Complexity Forum: Andrey Morozov (Leicester)
Speaker: Andrey Morozov (Leicester)
Title: Detecting structural sensitivity in biological models: developing a new framework
Abstract: When we construct mathematical models to represent a given real-world system, there is always a degree of uncertainty with regards to the model specification, whether with respect to the choice of parameters or to the choice of formulation of model functions. This can become a real problem in some cases, where choosing two different functions with close shapes in a model can result in substantially different model predictions. This phenomenon is known as structural sensitivity, and is a significant obstacle to improving the predictive power of models, particularly in fields where it is not possible to derive the functions suitable for representing system processes from theory or physical laws, such as the biological sciences. In this talk, I shall revisit the notion of structural sensitivity and its relation to the property of structural (in)stability, and propose a general approach to reveal structural sensitivity which is a far more powerful technique than the conventional approach consisting of fixing a particular functional form and varying its parameters, since we consider the infinite-dimensional neighbourhood of a given model's unknown functions.
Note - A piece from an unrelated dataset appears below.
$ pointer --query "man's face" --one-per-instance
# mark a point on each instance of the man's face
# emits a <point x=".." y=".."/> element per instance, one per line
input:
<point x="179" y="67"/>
In particular, a rigorous method to unearth sensitivity with respect to the local stability of a system's equilibrium points will be discussed. Then, I implement the method to explore sensitivity in several well-known multicomponent ecological models, demonstrate the existence of structural sensitivity in these models and show that conventional methods based on variation of parameters alone will often miss such sensitivity. I shall discuss the consequences that structural sensitivity and the resulting model uncertainty may have for the modelling of biological systems. In particular, I shall consider that structural sensitivity may allow models to represent far more complex dynamics than the dimension of the state-space may suggest, and that in a structurally sensitive model, the concept of a "concrete" bifurcation structure may no longer be relevant. In this case, we can only describe bifurcations with a certain probability. I suggest several ways to define the probability of a bifurcation taking place when there is uncertainty in the parameterization in model functions. I call bifurcations in such systems the fuzzy bifurcations and I provide an example of construction of a fuzzy bifurcation for a class of predator-prey biological models.